Tolly tomó otro sorbo de cerveza. —Yo soy la condenada Maestre de Puerto —le replicó secamente—. Tuf, ya basta de tonterías. Está usted sentado ahí, dentro de una nave que se parece muy sospechosamente a una nave de guerra y que, casualmente, es treinta veces más grande que nuestro mayor acorazado de la flotilla defensiva planetaria, y está poniendo extremadamente nervioso a un montón muy grande de gente. La mitad de los gusanos de tierra de los grandes hoteles creen que se trata de una nave alienígena venida para robarnos el aire y comerse a nuestros niños, y la otra mitad está segura de que se trata sólo de un efecto especial amablemente previsto por nosotros para su diversión. En estos mismos instantes centenares de ellos están alquilando trajes y trineos de vacío y dentro de un par de horas estarán reptando por encima de su casco. Y mi gente tampoco tiene ni la menor idea de qué hacer. Por lo tanto, Tuf, vayamos al condenado meollo del asunto. ¿Qué quiere?

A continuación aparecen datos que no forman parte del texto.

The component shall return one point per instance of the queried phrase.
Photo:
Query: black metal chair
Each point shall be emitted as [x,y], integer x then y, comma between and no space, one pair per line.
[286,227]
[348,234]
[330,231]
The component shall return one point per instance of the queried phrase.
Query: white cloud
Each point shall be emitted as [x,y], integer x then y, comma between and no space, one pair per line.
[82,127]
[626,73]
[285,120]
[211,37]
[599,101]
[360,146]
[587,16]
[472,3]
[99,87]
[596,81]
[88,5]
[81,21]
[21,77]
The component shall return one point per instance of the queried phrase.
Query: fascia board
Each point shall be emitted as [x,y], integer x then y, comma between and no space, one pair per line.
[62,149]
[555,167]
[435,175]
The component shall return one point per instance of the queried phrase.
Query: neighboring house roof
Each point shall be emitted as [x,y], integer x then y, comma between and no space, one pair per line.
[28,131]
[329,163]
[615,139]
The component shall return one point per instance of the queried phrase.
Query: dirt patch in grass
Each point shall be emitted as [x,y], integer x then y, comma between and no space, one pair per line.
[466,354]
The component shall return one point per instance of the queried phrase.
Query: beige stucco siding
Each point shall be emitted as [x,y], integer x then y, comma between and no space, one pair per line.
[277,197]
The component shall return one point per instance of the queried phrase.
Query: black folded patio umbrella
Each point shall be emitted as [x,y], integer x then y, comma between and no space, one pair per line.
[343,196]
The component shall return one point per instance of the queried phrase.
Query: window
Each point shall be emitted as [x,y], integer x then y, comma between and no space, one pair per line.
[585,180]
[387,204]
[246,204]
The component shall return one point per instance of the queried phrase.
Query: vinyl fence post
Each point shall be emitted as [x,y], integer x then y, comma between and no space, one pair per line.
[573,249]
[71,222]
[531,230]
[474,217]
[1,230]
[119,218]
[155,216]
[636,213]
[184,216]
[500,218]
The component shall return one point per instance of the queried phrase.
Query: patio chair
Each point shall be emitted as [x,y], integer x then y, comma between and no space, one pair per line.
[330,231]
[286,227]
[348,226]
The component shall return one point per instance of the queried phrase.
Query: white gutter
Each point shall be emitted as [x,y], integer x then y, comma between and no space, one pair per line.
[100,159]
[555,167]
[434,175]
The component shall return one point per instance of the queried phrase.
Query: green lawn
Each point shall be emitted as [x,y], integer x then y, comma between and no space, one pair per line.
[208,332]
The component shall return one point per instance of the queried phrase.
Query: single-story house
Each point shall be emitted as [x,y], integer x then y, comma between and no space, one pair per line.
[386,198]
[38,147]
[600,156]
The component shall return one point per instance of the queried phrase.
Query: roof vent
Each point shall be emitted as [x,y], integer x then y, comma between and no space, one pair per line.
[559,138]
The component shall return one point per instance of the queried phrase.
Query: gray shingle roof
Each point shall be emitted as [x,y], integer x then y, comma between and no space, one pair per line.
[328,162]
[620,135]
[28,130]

—Me siento decepcionado —dijo Tuf—. He llegado hasta aquí a costa de grandes dificultades para consultar con los cibertecs e hiladores de Puerto S'uthlam, cuyas capacidades son famosas muy lejos de aquí y cuya reputación por su conducta ética y honesta no es superada en ningún otro lugar. No pensaba encontrarme con esta inesperada agresividad y con tales sospechas infundadas. No pido nada más que ciertas alteraciones y algunos arreglos. Tolly Mune le escuchaba sólo a medias. Estaba contemplando los pies de la proyección holográfica, junto a los cuales acababa de aparecer una criatura pequeña y cubierta de pelo blanco y negro.

—Tuf —dijo, sintiendo la garganta algo reseca—, discúlpeme, pero hay alguna condenada especie de alimaña, frotándose contra su pierna. —Dio otro sorbo a su cerveza. Haviland Tuf se agachó y cogió al animal.